An hour later, long after the moon had climbed to the center of the sky, Webb had finished the entire song. He didn’t need to write it down. He knew every word and every note.
And felt great about it. A feeling that didn’t even last until noon on Tuesday.
Two
Performance-wise, Webb thought he’d killed the new song, but as the last chord echoed into silence in the studio, he did his best to keep a straight face. Webb didn’t like telling other people what to think about his music, even through body language.
He looked across the studio, waiting for a reaction from Gerald Dean, the producer. Gerald sat in a chair behind the mixing board, leaning back, hands locked behind his head. It was a small room, but it didn’t need to be big. Gerald had a couple of Mac Pros, some large computer monitors, and some high-quality speakers mounted on the soundproofed walls.
Webb tried to read what Gerald was thinking. Nashville was known for country music, but it had a strong pop and indie scene too, and Gerald was supposed to be among the better producers.

Gerald wore a dark blue silk shirt, hanging loose over faded jeans. Italian dress shoes, big watch. He was mid-thirties and clean-shaven, with dark hair. He talked in soft tones, never seeming pushy. Webb felt ratty in comparison.

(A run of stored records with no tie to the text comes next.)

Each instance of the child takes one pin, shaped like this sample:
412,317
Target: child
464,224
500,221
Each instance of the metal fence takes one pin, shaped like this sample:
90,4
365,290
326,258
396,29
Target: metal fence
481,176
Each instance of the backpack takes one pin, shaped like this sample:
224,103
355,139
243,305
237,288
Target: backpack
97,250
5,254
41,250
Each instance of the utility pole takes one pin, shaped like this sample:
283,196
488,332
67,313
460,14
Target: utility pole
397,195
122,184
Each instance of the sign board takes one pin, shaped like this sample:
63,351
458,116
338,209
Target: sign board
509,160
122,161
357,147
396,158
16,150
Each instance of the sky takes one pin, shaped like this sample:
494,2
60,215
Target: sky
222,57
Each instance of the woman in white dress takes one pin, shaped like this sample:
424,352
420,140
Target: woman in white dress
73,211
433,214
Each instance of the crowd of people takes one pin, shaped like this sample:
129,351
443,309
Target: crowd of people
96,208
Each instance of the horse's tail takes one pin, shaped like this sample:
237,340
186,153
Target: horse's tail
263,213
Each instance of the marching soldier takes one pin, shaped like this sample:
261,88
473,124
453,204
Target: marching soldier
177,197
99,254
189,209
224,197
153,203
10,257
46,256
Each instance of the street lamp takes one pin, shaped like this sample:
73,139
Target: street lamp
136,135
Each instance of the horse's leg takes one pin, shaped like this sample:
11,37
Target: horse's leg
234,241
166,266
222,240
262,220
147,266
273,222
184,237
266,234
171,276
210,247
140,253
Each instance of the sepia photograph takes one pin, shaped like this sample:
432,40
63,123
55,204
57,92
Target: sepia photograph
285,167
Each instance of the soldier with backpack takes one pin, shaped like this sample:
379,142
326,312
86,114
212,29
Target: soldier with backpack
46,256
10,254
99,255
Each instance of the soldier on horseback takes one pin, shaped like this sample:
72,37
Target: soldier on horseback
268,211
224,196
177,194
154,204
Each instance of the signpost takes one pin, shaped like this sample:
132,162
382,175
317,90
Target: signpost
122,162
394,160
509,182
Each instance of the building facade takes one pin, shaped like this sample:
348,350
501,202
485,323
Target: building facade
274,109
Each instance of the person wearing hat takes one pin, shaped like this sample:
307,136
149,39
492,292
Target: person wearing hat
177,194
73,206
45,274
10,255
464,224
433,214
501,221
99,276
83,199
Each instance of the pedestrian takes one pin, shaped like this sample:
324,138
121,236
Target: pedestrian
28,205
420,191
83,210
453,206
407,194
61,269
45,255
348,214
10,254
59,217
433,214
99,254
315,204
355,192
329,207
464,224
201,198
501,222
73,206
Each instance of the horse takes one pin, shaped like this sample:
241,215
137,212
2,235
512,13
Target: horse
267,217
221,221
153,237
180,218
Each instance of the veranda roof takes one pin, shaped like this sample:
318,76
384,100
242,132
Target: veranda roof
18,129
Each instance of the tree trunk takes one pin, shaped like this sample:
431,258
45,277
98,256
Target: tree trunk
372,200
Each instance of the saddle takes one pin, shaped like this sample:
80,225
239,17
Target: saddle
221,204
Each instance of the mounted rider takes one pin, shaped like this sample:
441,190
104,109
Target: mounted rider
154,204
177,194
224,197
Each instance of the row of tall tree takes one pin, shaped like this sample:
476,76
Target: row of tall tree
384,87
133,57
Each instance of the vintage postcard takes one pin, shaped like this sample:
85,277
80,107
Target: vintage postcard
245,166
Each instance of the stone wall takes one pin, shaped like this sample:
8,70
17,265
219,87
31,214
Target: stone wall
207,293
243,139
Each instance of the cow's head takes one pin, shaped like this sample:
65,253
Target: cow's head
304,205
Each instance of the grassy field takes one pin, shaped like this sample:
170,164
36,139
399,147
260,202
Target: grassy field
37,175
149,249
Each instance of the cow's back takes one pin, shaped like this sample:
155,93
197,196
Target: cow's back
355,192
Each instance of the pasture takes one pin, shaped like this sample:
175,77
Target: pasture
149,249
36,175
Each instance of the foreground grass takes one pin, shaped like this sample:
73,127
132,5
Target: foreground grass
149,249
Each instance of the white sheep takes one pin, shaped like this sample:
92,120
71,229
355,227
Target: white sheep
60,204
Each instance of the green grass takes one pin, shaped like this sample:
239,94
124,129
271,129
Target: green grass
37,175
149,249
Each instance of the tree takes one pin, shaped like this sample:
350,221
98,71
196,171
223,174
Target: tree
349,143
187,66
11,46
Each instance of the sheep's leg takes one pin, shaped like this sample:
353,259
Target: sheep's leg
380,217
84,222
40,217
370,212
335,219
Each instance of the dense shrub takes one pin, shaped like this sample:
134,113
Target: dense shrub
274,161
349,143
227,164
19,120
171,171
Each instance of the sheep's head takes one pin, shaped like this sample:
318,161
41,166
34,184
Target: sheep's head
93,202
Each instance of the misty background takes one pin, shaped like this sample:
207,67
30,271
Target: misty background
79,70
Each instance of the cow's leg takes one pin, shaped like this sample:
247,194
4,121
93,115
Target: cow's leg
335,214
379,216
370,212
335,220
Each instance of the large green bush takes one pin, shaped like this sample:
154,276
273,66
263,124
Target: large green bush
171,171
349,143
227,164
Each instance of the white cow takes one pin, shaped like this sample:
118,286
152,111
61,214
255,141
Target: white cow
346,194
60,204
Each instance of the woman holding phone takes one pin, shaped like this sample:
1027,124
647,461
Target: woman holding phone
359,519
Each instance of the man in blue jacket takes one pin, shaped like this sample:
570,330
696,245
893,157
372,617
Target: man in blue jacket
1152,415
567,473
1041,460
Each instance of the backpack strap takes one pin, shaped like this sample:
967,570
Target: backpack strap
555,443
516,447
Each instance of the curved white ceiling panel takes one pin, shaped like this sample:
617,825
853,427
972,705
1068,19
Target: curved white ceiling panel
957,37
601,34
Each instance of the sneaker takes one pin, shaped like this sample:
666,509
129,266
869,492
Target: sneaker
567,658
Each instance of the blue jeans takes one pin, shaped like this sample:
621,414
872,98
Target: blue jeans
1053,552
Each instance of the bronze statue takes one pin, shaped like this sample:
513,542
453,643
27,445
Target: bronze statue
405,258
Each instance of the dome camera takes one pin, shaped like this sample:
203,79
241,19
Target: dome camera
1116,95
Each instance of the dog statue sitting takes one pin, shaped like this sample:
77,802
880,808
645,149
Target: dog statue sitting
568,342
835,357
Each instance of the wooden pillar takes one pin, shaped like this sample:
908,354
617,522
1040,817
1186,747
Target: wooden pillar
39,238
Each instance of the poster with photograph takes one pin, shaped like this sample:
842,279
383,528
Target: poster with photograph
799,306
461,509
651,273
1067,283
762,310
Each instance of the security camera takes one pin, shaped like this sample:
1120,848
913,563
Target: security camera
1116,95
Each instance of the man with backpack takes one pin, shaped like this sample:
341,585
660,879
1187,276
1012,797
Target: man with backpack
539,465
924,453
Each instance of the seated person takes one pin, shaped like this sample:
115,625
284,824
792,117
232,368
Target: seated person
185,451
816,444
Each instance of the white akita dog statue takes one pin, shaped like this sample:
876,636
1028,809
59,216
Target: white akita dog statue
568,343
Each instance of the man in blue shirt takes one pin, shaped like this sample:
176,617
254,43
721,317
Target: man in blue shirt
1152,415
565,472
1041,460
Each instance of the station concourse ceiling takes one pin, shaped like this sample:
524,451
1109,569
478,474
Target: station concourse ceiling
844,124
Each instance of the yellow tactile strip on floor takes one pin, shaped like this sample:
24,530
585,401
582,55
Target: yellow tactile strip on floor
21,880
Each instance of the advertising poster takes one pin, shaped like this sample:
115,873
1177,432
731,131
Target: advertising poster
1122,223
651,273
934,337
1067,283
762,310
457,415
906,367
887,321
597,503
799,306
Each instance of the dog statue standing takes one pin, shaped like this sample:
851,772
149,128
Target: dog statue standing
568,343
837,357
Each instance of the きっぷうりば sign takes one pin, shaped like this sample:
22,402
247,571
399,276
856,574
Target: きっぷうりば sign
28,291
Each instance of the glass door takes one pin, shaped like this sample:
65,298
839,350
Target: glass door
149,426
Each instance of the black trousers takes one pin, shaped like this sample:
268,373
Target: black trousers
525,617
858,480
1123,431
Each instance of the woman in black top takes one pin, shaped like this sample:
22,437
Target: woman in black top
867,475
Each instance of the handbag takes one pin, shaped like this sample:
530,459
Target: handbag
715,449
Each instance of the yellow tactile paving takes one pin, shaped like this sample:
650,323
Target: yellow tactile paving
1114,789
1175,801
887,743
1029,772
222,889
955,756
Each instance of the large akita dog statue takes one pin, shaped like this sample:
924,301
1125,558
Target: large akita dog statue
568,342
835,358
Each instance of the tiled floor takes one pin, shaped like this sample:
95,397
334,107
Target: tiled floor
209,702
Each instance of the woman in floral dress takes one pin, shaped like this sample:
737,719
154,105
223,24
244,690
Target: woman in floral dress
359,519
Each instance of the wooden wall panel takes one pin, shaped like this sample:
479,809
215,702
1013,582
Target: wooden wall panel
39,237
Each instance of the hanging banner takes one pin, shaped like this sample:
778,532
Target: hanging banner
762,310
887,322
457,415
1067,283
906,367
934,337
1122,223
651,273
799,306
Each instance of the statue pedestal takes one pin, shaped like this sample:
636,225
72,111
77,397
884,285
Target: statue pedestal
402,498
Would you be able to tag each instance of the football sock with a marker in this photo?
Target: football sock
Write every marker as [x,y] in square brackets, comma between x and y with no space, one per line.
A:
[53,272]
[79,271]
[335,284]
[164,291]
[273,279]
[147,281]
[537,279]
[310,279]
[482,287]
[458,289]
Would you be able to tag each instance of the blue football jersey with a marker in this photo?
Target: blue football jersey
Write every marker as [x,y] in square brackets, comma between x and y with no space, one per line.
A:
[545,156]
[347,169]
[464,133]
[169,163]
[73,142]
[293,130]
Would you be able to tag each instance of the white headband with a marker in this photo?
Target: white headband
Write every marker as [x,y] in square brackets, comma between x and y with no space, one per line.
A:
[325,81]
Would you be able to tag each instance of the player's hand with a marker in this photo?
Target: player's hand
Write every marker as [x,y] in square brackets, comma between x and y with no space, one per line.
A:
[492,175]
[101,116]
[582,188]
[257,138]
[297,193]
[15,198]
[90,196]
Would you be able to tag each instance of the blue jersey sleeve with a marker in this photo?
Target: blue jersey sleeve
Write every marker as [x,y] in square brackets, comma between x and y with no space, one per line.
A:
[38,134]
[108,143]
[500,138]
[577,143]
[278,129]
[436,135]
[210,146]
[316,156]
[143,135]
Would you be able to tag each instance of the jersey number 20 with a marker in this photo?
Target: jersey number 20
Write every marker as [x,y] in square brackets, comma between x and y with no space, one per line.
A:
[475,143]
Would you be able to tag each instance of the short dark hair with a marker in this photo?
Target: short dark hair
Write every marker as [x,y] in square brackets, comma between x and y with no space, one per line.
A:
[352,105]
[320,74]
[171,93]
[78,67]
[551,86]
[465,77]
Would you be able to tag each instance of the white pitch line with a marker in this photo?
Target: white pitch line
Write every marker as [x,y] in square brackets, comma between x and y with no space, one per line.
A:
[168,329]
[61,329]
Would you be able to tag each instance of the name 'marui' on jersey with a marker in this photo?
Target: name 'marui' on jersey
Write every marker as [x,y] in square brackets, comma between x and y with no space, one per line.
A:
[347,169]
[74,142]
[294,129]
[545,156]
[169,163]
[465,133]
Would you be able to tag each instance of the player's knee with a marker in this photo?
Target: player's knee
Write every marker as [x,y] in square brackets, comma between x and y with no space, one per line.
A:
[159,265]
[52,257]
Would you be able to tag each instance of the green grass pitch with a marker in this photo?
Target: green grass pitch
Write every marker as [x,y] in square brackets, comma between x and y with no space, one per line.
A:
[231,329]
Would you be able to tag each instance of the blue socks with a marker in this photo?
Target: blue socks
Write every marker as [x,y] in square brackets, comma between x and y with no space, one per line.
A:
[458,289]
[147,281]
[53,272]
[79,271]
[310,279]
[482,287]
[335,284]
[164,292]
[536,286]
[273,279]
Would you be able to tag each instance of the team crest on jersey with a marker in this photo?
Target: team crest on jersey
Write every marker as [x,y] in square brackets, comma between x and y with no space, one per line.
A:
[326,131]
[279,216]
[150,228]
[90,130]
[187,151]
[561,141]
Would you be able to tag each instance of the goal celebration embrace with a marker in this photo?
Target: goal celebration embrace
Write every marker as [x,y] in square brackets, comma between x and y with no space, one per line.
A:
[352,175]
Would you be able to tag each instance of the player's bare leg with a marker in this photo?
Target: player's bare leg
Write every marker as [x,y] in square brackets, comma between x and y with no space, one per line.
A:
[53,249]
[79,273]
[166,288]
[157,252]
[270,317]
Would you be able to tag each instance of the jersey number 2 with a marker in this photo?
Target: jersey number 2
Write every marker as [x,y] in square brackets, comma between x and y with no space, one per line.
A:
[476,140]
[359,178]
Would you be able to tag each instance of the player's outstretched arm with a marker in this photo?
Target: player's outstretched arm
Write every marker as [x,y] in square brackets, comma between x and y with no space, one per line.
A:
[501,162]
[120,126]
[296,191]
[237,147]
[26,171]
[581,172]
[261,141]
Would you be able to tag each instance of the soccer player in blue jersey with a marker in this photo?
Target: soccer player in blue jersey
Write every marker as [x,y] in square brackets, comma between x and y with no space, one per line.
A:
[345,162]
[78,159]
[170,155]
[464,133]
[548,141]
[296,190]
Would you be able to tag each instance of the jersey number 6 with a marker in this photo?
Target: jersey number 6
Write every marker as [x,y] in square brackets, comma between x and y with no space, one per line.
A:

His well-worn T-shirt was emblazoned with the black-and-gold logo of the Hamilton Tiger-Cats, a CFL team. It made Webb feel less homesick.
Finally Gerald gave a so-so shrug, not even lifting his hands away from his head. “Needs lots of work. Lots. You’re not thinking of putting it into production, right?”
This was the reason, Webb thought, that he chose not to make a big deal about something himself. It hurt a lot less and was a lot less embarrassing when someone shot him down. He’d been too excited about “Rock the Boat,” too in love with his own song.
“Got it recorded anywhere?” Gerald asked.
“No,” Webb said. “Like I said, it’s something I wrote last night.”
It was eleven in the morning. Webb had spent a few hours after he woke up practicing the song. Then he’d taken a bus to East Nashville, where Gerald had a studio in a small house in a run-down neighborhood. Lots of music people, especially indie producers, lived in the area. Music Row, close to downtown, was where the big labels took up real estate.